Women are born with more blood flowing to that part of the brain, which delivers us a natural advantage for analysis.
Intuition, collaboration, and empathy are all generated within the prefrontal cortex. So are many other cognitive skills that need an innate ability to read a situation and respond.
That extra blood flow most likely came from our primal role as the family unit’s manager, bearer and protector. Our brains have coordinated many moving parts for millennia and adapted accordingly.
And yes, I will qualify the above by saying these are sweeping generalisations and men are brilliant too.
Phew.
Next.
Your superpower is waiting
Your passion for what-if questions is a superpower because it enables you to pre-empt flow-on effects. That foresight enables you to influence the future.
When you foresee positive consequences, you can pre-configure actions to maximise the benefits. When the consequences ahead are negative, you can divert onto a new path.
That adds up to a ton of personal power and productivity.
In fact, it adds up so much that some people, who are not so great at the what-if-ing, feel intimidated by it.
Let’s take the witch hunts of the fifteenth and sixteenth century as a case in point.
Eighty per cent of witches killed during that era were women over the age of 40 years.
Older, wise women are, apparently, very scary because of their special knowing and foresight.

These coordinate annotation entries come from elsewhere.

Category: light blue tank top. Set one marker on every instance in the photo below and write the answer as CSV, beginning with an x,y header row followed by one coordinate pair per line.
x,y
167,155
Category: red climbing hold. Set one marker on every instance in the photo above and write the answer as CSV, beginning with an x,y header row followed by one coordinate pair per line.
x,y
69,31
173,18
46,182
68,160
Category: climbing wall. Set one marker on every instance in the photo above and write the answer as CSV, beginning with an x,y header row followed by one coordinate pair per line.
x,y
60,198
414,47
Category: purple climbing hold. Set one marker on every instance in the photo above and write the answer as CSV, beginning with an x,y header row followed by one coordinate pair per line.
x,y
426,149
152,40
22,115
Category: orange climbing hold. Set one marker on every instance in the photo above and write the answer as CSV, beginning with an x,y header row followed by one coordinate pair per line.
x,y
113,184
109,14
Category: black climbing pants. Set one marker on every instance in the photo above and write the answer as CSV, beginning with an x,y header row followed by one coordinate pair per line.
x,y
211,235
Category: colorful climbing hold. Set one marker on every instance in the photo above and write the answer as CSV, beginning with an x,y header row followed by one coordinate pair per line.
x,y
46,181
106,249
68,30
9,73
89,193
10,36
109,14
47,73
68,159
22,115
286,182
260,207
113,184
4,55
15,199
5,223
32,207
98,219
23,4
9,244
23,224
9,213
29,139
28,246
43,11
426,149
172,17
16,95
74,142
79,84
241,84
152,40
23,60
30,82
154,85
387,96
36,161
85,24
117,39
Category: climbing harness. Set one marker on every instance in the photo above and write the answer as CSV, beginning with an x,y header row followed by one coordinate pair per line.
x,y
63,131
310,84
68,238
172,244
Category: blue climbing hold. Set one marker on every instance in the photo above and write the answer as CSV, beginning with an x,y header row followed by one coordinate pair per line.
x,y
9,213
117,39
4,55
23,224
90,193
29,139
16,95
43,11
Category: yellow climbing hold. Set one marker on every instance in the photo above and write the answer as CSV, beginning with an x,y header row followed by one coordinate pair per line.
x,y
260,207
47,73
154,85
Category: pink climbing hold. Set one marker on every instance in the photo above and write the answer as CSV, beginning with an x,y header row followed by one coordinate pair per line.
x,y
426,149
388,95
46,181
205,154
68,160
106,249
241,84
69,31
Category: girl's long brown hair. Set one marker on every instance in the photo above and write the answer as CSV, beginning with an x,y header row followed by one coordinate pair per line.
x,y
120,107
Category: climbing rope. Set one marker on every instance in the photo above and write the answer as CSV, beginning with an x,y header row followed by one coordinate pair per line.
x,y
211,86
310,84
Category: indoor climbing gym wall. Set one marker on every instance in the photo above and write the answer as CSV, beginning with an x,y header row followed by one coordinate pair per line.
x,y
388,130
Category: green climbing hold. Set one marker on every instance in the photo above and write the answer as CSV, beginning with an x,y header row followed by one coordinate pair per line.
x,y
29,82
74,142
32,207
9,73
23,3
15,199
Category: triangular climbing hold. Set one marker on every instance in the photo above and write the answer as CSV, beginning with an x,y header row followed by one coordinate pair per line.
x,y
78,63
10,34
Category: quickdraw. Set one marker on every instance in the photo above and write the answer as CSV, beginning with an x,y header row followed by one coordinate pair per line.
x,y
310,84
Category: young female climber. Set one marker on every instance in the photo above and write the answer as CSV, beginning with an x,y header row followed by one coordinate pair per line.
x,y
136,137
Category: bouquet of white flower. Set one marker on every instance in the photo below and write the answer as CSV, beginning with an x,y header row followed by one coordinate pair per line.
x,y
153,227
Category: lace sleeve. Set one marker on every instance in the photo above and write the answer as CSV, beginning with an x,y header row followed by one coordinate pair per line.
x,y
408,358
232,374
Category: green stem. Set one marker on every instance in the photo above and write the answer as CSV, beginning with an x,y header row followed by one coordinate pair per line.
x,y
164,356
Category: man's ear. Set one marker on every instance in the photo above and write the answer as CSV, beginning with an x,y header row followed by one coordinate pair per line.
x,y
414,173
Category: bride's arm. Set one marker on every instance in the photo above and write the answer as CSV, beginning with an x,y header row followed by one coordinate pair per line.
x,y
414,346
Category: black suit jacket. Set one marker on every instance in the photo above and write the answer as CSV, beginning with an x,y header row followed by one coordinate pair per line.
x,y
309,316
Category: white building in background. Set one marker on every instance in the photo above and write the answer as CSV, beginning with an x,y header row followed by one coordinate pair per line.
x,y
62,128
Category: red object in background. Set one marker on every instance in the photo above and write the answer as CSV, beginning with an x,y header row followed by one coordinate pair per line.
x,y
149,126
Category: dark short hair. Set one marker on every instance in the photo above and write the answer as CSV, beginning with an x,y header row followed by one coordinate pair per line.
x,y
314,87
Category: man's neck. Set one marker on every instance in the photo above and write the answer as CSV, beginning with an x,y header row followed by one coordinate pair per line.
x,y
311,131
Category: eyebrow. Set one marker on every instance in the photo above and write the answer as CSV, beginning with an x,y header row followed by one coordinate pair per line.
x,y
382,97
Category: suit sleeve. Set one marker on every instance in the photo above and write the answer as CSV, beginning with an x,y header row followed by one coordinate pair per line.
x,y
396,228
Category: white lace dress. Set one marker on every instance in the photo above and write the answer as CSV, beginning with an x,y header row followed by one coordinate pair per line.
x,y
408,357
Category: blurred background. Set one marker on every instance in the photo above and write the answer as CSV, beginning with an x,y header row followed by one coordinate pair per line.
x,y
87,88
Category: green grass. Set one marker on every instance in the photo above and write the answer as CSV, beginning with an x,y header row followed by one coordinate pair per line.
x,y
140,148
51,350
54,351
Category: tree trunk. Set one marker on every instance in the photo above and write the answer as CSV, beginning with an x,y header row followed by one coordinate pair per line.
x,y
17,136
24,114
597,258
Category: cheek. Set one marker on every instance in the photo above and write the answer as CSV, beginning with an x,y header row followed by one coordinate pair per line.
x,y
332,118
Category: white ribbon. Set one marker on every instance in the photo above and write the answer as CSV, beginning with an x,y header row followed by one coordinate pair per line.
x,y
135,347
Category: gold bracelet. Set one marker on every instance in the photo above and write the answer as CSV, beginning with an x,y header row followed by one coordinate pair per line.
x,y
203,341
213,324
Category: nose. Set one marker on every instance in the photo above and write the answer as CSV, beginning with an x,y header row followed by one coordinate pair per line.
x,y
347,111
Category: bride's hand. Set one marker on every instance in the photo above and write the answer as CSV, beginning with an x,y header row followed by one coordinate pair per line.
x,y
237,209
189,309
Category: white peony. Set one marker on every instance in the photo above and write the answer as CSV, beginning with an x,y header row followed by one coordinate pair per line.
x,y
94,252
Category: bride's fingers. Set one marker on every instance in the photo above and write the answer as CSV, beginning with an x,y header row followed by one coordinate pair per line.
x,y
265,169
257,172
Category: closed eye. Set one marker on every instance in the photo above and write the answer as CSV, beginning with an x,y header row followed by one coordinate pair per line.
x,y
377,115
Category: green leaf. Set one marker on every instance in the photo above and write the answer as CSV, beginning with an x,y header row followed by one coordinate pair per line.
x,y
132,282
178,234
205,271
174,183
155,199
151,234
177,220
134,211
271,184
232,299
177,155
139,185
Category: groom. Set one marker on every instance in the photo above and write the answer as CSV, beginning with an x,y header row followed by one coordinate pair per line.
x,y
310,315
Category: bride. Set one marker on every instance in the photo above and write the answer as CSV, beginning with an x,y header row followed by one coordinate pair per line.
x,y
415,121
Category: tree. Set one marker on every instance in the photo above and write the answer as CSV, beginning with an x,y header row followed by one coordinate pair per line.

Before the witch hunts, society revered their abilities, but those who felt intimidated set about destroying that.
The second voice in your head came into existence during those gender-fearing epochs.
It took around 100 years, but society managed to program women to fear and loath their what-if-ing. After all, it’s easier to control a large population if they do the suppressing themselves.
I respect their creativity.
But, oh well, time to trash it.
Liberate your inner witch
That heading will not win me any brownie points with Google’s search engine.
If the question has popped into your mind, I’m not advocating heresy.
My inner witch is like the Good Witch of the North meets Hermione Granger.
I’m mostly pleasant, clever, prone to the occasional screw-up and passionate about social justice. With that said, if you cross my personal boundaries, I will turn you into a toad.
The personality of your inner witch is up to you. Choose wisely.
Your confidence, intuition and productivity will exponentially blossom if you stop the negative chatter and utilise the insights from the what-if-ing.
For example…
What if I’m not good enough? OR What if I fail?
Those are outstanding questions because it’s essential to consider the ramifications of falling short.
In a life-and-death situation, it’s best to work through the consequences and address the risks ahead of time. Running into such a situation without prior preparation is reckless and stupid. You and I don’t do stupid.
Whereas if you’re heading out for painting and a glass of bubbly with the girls, the consequences are, well, inconsequential. The upside of the good times will far outweigh the awkward discovery that you’re not Frida Kahlo.
Can you see how this game gets played?
Let me give you another example.
What if I get hurt?
A great question to ask if, say, you’re planning to try a physical activity for the first time. I wish more people would ask it, especially when heading out into the wilderness.
It leads to other fantastic questions.
- Is the threat of getting hurt real? Yes.
- What are common ways people get hurt? They get lost, fall over, get bitten, or dehydrate.
- How can I reduce the risk of that happening? I can talk to experienced people and/or travel with them, learn first aid and take a first aid kit. Also, I can take a satellite phone or EPIRB.
- How will I respond if the risk becomes a reality? Stay in place. Apply first aid. If the situation is life-threatening, activate the EPIRB.
You get the drift.
Respect your what-if-ing, respond with intelligent answers, and don’t let anyone throw you off your game.